Her happiness began to falter and darken
like departing sunbeams. She remained for a space uncertain of
herself, knowing neither what was needed nor what was best; then
she spoke with resolute deprecation:
"Why discuss with me your past life? Have I not known you always?"
These were not the words of girlhood. She spoke from the emotions
of womanhood, beginning to-night in the plighting of her troth.
"You have trusted me too much, Isabel."
Repulsed a second time, she now fixed her large eyes upon him with
surprise.
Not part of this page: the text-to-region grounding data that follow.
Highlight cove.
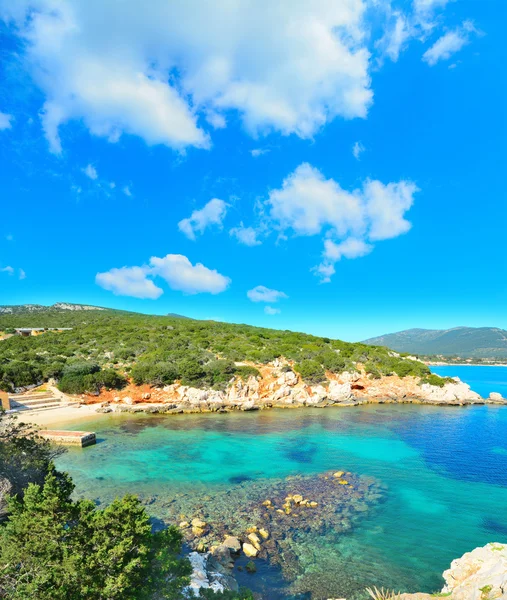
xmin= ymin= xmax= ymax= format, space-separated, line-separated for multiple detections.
xmin=56 ymin=404 xmax=507 ymax=599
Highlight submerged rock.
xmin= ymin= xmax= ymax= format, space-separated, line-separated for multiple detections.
xmin=242 ymin=542 xmax=258 ymax=558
The next moment she had crossed lightly once more the
widening chasm.
"Rowan," she said more gravely and with slight reproach, "I have
not waited so long and then not known the man whom I have chosen."
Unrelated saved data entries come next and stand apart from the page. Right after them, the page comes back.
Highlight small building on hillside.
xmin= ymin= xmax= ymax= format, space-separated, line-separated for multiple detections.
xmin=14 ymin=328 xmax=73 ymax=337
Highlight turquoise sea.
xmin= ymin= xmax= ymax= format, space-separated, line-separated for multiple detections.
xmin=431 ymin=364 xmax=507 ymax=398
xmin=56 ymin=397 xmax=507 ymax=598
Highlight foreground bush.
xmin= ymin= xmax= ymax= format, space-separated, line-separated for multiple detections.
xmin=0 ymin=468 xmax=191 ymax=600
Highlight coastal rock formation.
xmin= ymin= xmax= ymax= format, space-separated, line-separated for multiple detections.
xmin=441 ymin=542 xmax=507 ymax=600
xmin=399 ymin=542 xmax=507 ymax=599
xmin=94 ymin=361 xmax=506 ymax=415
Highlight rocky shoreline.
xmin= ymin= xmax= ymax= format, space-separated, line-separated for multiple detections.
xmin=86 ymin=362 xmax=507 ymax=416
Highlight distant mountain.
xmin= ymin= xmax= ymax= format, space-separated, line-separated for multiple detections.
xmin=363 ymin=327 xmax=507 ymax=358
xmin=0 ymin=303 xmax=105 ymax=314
"Ah," he cried, with a gesture of distress.
Thus they sat: she silent with new thoughts; he speechless with his
old ones. Again she was the first to speak. More deeply moved by
the sight of his increasing excitement, she took one of his hands
into both of hers, pressing it with a delicate tenderness.
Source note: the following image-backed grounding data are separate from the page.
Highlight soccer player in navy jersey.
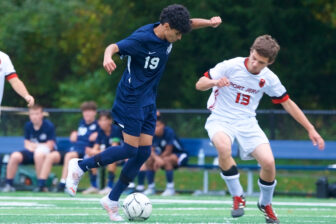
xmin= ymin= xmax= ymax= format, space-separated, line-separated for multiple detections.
xmin=66 ymin=4 xmax=221 ymax=221
xmin=1 ymin=104 xmax=55 ymax=192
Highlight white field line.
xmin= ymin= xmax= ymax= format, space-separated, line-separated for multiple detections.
xmin=1 ymin=196 xmax=336 ymax=207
"What is it that troubles you, Rowan? Tell me! It is my duty to
listen. I have the right to know."
He shrank from what he had never heard in her voice
before--disappointment in him. And it was neither girlhood nor
womanhood which had spoken now: it was comradeship which is
possible to girlhood and to womanhood through wifehood alone: she
was taking their future for granted. He caught her hand and lifted
it again and again to his lips; then he turned away from her.